Depuis le très abyssal Jason va en enfer (1993), les rumeurs ont plané sur une éventuelle rencontre entre les deux maniaques assassins d'adolescents. Des dizaines de scénaristes (ce n'est pas une exagération) sont passés devant les exécutifs avec des idées toutes plus farfelues ou intrigantes, mais s'en sont retournés bredouille, sans aucun espoir de voir leur idée se réaliser. Ce n'est qu'après une décade que les producteurs se sont décidés à choisir un script et un réalisateur afin que le projet puisse voir le jour, dans l'idée d'en faire une peu, mais probable série.

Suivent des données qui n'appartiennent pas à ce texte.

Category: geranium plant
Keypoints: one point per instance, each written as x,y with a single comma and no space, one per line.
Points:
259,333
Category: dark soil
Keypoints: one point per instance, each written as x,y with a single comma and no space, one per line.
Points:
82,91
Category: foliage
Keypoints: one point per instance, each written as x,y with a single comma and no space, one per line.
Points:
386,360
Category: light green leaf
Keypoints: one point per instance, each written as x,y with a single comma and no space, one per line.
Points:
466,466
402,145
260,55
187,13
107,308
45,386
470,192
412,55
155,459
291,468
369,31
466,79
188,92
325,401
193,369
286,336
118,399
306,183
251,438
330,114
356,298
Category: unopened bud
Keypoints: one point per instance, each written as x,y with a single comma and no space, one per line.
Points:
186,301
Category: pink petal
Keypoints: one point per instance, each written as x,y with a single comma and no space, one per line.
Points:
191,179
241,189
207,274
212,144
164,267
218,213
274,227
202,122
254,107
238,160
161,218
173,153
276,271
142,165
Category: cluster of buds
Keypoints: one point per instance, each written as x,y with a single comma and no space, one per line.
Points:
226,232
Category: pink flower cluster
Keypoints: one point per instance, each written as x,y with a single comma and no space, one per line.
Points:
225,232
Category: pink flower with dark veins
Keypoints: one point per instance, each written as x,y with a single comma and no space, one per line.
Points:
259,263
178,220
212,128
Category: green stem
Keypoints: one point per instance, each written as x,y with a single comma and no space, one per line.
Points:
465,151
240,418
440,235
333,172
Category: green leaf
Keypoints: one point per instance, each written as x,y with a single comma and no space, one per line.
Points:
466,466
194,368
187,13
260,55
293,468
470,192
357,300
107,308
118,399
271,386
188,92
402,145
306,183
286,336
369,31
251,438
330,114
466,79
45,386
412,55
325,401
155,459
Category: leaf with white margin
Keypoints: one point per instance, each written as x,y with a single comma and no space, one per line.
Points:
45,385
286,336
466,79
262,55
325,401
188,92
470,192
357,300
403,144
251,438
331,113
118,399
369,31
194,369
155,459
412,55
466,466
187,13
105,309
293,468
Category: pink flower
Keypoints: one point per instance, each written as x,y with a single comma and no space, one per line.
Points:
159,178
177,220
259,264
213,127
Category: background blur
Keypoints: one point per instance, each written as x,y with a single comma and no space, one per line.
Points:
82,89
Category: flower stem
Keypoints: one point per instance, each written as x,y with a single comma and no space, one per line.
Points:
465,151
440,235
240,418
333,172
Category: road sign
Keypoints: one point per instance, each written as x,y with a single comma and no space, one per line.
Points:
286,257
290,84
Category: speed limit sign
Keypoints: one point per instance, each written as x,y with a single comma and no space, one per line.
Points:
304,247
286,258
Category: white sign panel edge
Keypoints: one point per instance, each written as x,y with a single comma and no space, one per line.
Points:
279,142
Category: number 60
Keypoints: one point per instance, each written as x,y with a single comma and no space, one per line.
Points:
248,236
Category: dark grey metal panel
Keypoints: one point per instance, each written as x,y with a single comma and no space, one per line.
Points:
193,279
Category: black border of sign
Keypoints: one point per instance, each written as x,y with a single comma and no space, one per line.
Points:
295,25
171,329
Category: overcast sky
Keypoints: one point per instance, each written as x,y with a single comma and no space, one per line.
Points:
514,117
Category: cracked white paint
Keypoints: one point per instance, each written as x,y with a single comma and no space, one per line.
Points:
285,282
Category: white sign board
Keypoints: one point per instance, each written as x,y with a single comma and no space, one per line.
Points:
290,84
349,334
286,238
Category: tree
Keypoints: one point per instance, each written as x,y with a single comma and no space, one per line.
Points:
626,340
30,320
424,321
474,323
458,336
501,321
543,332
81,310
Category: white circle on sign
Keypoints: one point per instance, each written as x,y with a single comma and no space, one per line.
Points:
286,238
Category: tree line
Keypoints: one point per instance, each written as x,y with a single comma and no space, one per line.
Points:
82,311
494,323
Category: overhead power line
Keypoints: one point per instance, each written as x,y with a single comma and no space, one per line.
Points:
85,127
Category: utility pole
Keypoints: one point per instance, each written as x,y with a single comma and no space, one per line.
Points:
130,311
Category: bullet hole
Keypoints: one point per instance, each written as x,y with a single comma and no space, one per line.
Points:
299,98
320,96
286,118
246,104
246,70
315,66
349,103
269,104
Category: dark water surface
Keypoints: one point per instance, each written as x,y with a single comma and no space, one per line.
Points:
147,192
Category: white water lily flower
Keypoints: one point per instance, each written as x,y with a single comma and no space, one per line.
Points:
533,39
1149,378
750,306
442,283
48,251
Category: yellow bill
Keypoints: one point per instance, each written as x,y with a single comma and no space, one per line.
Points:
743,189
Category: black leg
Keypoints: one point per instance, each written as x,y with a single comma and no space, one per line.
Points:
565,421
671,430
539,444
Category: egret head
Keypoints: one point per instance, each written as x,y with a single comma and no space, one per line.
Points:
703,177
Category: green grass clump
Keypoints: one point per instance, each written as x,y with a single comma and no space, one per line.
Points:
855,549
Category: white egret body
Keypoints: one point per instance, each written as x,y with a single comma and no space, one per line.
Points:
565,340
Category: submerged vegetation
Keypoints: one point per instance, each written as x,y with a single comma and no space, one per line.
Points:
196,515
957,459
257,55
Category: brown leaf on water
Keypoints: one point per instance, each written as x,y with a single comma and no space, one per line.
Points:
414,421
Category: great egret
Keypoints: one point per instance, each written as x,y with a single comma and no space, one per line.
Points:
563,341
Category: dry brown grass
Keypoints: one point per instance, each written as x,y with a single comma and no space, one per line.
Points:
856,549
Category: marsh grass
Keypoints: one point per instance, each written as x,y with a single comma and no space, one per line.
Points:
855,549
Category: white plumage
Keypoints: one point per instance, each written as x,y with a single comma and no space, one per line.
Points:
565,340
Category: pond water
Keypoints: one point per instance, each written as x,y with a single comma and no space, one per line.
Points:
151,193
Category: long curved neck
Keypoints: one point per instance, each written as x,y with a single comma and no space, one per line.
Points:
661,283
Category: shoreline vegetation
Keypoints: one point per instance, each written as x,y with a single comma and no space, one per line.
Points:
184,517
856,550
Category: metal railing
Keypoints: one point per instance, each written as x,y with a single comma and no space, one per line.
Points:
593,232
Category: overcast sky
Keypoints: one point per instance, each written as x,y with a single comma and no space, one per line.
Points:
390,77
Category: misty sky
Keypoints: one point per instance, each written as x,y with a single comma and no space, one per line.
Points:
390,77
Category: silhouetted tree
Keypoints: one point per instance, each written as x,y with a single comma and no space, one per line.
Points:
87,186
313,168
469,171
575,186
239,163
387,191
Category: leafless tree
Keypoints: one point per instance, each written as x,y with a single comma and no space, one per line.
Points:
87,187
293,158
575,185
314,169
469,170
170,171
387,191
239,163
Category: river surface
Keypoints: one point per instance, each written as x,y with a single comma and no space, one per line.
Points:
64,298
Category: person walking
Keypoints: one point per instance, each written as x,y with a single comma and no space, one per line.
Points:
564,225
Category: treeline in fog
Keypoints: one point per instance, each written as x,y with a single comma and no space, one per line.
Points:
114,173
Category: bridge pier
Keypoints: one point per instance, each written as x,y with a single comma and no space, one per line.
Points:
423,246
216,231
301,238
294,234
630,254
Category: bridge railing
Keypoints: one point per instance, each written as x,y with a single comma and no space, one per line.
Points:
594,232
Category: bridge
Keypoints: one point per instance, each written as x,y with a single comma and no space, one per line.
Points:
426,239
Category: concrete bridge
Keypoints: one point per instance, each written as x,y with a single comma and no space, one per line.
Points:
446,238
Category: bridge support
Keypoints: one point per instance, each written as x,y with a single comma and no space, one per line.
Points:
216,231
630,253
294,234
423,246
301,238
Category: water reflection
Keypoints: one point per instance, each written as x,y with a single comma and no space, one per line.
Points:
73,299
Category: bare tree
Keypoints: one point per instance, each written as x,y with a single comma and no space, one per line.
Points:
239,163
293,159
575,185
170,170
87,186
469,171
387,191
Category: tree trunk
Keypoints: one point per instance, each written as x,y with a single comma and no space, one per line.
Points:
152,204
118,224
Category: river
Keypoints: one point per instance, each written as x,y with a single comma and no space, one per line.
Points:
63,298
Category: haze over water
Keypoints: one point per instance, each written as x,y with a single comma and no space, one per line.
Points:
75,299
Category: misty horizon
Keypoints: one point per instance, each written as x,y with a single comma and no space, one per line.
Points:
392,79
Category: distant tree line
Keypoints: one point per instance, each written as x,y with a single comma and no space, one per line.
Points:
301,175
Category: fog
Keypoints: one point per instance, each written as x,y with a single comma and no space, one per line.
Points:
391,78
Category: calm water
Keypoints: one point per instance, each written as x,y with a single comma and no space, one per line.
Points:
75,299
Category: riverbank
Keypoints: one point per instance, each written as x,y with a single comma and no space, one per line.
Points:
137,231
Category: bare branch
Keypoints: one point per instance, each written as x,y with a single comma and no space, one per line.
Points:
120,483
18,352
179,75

Jason Voorhees a raccroché sa machette depuis un bon moment (et pour cause, il est mort). Durant un rêve, l'image de sa mère le conjure de s'éveiller afin de se rendre sur Elm Street et punir quelques adolescents malveillants. Ainsi commence le cruel jeu de Freddy Kruger, manipulant Jason afin de revenir dans les songes des habitants de Springwood, ville qui a décidé de bannir Freddy en utilisant une drogue en capsules du nom de "hypnosil", qui supprime tout cauchemar, mais qui empêche également de rêver. Les autorités ont ainsi pris sur elles d'ignorer Freddy et son règne de terreur afin de le confiner aux annales de l'enfer. Mais après que Jason se soit rendu au 1428 rue Elm, et suite au meurtre d'un adolescent, les témoins commencent à parler à nouveau de Freddy et un nouveau cycle recommence. Cette fois, le démon du rêve est bien décidé à écrire en lettres de feu son retour et alors que Jason poursuit son massacre de son côté, un groupe de survivants se rend bientôt compte qu'ils sont en danger, éveillés ou non.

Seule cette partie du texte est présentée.